As Lisa said, her whole process with people is, it has nothing to do with a close. It has nothing to do anything with that. It really has to do with the discovery process, and it’s enjoyable. She’s the social one of our team, so she’s better at that. I stay in the back office.
Lisa: I like talking.
Host: Is there a buyer that sticks out in your mind where you know you have impacted them by building their home?
Paul: There are so many, but there are a couple that are close to her, because they are friends of ours. We grew up with their kids. Their parents bought from us. One is a lady who, her daughter is my wife’s best friend. They’re so close, they’re like sisters. She bought a home off of us. Her husband died, I think at 54 of a heart attack, and Dell was by herself. She was by herself for years.
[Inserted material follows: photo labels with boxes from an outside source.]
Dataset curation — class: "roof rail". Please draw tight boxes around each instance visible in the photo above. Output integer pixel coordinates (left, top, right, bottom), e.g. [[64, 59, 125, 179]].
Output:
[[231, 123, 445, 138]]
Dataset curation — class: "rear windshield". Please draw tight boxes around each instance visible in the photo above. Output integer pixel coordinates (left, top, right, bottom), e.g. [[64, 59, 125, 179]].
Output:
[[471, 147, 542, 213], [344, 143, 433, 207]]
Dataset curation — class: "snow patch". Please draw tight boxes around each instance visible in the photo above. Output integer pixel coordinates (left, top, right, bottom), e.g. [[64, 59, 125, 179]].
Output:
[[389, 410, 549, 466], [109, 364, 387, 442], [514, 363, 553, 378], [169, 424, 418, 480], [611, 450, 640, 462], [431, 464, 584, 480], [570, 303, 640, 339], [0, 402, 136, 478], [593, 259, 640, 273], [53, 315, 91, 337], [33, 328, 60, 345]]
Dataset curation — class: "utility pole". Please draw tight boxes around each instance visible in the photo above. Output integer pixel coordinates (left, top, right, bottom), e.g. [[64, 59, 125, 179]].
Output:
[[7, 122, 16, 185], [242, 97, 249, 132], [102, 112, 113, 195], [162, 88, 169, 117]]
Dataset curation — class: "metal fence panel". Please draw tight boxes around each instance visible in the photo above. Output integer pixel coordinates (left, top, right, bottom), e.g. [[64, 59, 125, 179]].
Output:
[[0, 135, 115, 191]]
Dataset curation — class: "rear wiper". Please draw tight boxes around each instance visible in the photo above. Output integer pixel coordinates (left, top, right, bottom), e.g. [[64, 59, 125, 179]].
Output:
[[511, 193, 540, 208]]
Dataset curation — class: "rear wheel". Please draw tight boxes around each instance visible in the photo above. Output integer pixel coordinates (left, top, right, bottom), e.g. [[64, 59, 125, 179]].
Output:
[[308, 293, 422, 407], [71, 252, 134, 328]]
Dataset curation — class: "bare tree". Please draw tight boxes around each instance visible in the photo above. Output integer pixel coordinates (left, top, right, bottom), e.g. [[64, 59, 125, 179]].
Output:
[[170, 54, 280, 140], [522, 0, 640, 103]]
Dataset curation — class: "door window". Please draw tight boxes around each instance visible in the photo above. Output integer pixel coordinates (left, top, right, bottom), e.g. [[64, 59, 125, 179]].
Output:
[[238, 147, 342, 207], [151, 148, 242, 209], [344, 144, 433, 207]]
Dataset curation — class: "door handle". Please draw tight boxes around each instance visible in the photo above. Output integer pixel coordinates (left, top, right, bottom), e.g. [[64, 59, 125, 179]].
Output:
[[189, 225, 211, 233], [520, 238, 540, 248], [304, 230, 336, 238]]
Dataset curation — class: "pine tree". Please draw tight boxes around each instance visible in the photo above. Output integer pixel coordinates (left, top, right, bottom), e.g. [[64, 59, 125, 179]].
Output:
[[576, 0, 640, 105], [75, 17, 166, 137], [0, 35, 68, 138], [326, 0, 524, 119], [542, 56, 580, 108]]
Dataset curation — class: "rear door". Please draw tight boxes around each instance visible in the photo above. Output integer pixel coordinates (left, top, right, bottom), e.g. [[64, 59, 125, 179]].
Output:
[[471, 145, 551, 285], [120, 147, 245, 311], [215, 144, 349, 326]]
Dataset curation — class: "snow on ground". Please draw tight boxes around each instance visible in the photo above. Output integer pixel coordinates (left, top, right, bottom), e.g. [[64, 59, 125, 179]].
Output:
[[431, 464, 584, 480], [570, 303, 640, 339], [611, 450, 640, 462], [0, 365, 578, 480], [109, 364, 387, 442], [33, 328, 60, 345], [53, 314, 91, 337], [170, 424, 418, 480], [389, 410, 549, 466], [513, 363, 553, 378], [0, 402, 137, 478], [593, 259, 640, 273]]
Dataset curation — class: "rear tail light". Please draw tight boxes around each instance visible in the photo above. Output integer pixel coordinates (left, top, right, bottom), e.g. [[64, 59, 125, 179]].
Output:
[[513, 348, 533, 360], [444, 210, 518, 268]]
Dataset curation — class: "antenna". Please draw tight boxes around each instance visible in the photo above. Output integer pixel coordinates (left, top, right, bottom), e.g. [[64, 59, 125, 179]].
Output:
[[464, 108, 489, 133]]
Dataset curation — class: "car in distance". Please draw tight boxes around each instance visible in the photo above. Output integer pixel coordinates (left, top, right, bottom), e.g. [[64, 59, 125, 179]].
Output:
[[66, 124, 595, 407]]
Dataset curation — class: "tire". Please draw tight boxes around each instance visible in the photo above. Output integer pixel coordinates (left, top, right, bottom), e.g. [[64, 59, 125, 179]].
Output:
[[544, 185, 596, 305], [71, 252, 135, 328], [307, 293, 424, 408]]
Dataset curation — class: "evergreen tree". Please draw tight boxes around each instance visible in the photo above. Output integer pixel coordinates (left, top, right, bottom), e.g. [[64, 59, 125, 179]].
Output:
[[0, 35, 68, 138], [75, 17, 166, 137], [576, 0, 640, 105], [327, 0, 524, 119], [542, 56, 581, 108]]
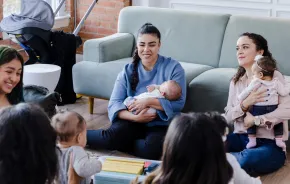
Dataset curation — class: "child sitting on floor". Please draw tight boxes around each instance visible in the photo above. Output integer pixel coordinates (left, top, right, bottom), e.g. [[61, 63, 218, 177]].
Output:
[[52, 111, 102, 184], [124, 80, 182, 114], [238, 55, 290, 150]]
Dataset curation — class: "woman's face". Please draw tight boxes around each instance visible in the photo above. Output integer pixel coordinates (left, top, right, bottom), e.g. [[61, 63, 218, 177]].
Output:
[[0, 59, 22, 94], [137, 34, 161, 65], [237, 36, 264, 69]]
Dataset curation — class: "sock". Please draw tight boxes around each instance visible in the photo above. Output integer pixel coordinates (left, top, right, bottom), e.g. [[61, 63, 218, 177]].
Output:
[[246, 137, 257, 149], [275, 138, 286, 151]]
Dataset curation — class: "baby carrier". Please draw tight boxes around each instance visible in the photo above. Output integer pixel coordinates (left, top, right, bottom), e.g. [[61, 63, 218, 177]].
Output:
[[0, 0, 97, 105]]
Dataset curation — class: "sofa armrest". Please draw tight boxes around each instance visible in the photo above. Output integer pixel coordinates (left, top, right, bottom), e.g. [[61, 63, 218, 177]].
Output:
[[84, 33, 134, 63]]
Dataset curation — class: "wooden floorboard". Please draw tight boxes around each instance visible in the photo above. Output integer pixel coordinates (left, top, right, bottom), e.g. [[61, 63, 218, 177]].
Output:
[[59, 97, 290, 184]]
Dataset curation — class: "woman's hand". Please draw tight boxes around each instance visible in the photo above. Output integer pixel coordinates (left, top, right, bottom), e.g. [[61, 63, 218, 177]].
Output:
[[244, 112, 255, 129], [135, 108, 157, 123], [242, 88, 268, 109], [67, 153, 82, 184], [244, 112, 270, 129], [128, 99, 149, 114]]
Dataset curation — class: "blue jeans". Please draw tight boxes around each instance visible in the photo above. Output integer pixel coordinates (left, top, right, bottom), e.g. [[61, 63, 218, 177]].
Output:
[[226, 133, 286, 176], [87, 120, 168, 160], [247, 105, 283, 136]]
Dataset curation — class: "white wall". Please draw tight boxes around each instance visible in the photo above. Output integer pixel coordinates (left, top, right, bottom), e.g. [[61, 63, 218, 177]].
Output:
[[133, 0, 290, 18]]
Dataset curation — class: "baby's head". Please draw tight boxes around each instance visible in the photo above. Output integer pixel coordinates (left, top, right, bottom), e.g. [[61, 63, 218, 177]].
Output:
[[52, 111, 87, 147], [159, 80, 182, 100], [252, 55, 277, 80]]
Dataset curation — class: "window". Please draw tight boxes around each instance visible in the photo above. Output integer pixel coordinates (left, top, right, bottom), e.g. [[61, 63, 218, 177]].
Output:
[[3, 0, 70, 29]]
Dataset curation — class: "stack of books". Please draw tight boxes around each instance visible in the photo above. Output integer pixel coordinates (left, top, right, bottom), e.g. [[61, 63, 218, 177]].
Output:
[[102, 158, 145, 175]]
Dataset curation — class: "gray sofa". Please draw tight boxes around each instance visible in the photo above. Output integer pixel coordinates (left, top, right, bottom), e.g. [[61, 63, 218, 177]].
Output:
[[73, 7, 290, 113]]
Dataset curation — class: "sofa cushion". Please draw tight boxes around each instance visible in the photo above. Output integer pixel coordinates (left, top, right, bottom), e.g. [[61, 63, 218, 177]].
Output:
[[118, 6, 229, 67], [73, 58, 132, 99], [219, 15, 290, 75], [180, 62, 213, 86], [183, 68, 236, 112]]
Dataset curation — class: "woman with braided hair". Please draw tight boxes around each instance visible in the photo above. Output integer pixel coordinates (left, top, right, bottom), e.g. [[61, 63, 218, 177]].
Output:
[[87, 23, 186, 159]]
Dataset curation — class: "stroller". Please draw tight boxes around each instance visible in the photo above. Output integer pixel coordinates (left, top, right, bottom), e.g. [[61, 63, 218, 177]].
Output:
[[0, 0, 98, 105]]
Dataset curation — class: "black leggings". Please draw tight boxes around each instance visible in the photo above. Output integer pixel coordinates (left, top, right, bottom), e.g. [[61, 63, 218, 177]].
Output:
[[87, 120, 168, 160]]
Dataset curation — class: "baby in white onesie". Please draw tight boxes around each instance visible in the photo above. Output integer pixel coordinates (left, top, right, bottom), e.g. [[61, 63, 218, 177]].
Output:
[[52, 111, 102, 184], [238, 55, 290, 150], [124, 80, 182, 114]]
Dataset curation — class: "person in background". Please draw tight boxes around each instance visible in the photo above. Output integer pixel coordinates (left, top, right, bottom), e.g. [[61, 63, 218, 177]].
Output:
[[87, 23, 186, 160], [52, 111, 102, 184], [225, 33, 290, 176], [0, 46, 24, 108], [0, 103, 59, 184]]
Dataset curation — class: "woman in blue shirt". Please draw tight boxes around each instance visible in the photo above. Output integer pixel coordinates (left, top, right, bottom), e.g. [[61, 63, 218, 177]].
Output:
[[87, 23, 186, 159]]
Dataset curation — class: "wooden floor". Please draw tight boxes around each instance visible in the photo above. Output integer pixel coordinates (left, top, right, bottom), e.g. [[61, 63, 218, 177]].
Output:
[[59, 97, 290, 184]]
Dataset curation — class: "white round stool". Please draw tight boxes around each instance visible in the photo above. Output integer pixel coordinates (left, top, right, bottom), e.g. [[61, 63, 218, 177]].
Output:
[[23, 64, 61, 92]]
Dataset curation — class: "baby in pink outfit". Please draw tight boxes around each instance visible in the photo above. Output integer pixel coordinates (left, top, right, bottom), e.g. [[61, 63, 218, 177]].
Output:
[[238, 55, 290, 150]]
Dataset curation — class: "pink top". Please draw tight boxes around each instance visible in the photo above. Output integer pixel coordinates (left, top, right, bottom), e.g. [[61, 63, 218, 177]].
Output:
[[225, 71, 290, 140], [238, 77, 290, 106]]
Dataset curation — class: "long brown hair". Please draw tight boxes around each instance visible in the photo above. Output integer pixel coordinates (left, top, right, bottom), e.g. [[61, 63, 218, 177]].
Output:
[[233, 32, 275, 84], [131, 23, 161, 91], [134, 113, 233, 184]]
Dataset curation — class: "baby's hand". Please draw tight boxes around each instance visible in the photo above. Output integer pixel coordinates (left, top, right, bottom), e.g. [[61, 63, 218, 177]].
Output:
[[146, 85, 155, 92], [265, 121, 274, 130]]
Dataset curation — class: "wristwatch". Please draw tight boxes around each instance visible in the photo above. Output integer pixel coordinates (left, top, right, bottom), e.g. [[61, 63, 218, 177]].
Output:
[[254, 116, 261, 126]]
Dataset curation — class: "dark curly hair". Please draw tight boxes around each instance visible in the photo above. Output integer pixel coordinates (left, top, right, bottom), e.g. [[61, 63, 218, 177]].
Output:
[[0, 46, 24, 105], [233, 32, 275, 84], [131, 23, 161, 91], [256, 56, 277, 77], [0, 103, 59, 184]]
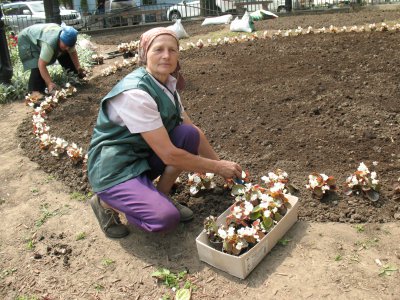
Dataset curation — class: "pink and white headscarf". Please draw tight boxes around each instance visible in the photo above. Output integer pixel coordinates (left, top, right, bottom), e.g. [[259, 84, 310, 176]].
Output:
[[138, 27, 185, 91]]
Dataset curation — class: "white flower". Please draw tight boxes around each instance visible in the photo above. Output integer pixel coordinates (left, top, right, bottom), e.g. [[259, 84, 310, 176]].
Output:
[[236, 242, 245, 250], [189, 185, 199, 195], [232, 206, 242, 219], [308, 175, 319, 189], [261, 194, 274, 204], [319, 173, 329, 181], [268, 172, 279, 181], [218, 228, 228, 240], [228, 227, 235, 237], [261, 176, 270, 184], [357, 162, 369, 174], [269, 182, 286, 193], [244, 201, 254, 216]]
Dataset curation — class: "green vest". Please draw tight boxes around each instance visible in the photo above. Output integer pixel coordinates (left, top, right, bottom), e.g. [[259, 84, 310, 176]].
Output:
[[18, 23, 61, 71], [87, 68, 182, 192]]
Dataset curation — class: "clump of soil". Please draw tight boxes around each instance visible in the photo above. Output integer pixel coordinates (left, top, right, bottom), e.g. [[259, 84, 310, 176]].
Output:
[[19, 9, 400, 223]]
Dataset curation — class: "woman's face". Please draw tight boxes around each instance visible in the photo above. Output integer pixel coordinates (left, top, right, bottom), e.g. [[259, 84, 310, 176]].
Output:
[[146, 34, 179, 83]]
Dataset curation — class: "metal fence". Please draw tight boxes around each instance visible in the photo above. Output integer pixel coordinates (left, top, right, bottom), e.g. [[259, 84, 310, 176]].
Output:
[[4, 0, 400, 32]]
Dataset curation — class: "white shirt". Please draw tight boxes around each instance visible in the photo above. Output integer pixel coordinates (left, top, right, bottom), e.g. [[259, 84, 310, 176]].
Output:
[[107, 75, 184, 133]]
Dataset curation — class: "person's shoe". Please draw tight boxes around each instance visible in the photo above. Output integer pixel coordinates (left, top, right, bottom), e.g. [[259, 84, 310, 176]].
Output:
[[90, 195, 129, 238], [175, 203, 194, 222]]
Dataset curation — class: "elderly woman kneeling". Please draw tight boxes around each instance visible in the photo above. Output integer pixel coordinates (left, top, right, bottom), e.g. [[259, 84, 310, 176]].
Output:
[[88, 28, 242, 238]]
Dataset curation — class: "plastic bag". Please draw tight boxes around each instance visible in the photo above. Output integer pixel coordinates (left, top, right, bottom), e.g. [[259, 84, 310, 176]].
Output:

We convinced her, we thought this would be right for her, and she was excited. She moved into the community, and it was wonderful. She still lives there and she loves it. A very close friend of hers moved in as well, also friends of ours. They moved in, and recently that gal, she lost her husband. Eddie died, about two years ago?
You see the quality of their life, that they have that support system, so it’s more than a house.
Lisa: She has the community that has rallied around her and given her support. That, you can’t put a price on for something like that. She feels comfortable. She’s in a home that she can manage herself and that will be taken care of for her. That’s been a great thing.
Paul: There’s a lot of stories like that. But those are the two close that are probably nearest and dearest to our hearts.
Host: Do you guys do any charitable work? I’m wondering if you can talk a little bit about that?
Lisa: One of our biggest give back, we call it our “Epcon Gives Back” program. What we do is make a donation for every closing. We allow the homeowner to choose their charity and we send a check on their behalf in their name to the charity of their choice. We’ve been doing that and have given thousands to that.
Paul: This year instead of the traditional Christmas party, we separated and went out shopping and provided some nice gifts and some good stuff for the Light of Life Mission in Pittsburgh. Last year Lisa, my daughter, went on a mission trip to Haiti, which they just found really fulfilling. We’re going again in April to try to lend a little bit of our time and talents. Yeah, that’s fun stuff to be involved with.
Lisa: We like to get involved with our community, also. With helping out local football teams, the fire department and all that sort of stuff. Because we’re in that community with them. We enjoy doing that sort of thing.
Paul: That’s really the most fulfilling thing about what we do. This year we have a big goal of doing House for Habitat with Humanity and partnering with a large regional builder to do that, and actually be able to accomplish that.
We’re in the planning stages of setting up a charitable foundation in our company’s name, because that’ll give us some opportunities to continue to make some impacts along the way, and have fun.
Host: So Paul and Lisa, I’d like to wrap up with a final thought. What would you say to someone who’s thinking about working with Epcon and becoming a Franchise Builder?
Paul: My response would be first, it’s tremendous for the right person, for the right organization, and one that has the core values that the other builder partners do and that the principals do. I think it’s fabulous. The reason is, to be successful in a business today, you have to be a lot of things, and things are moving so quickly.
The strategic vision is key. Epcon is spot‑on with the strategic vision that they have. So yes, I’d recommend it.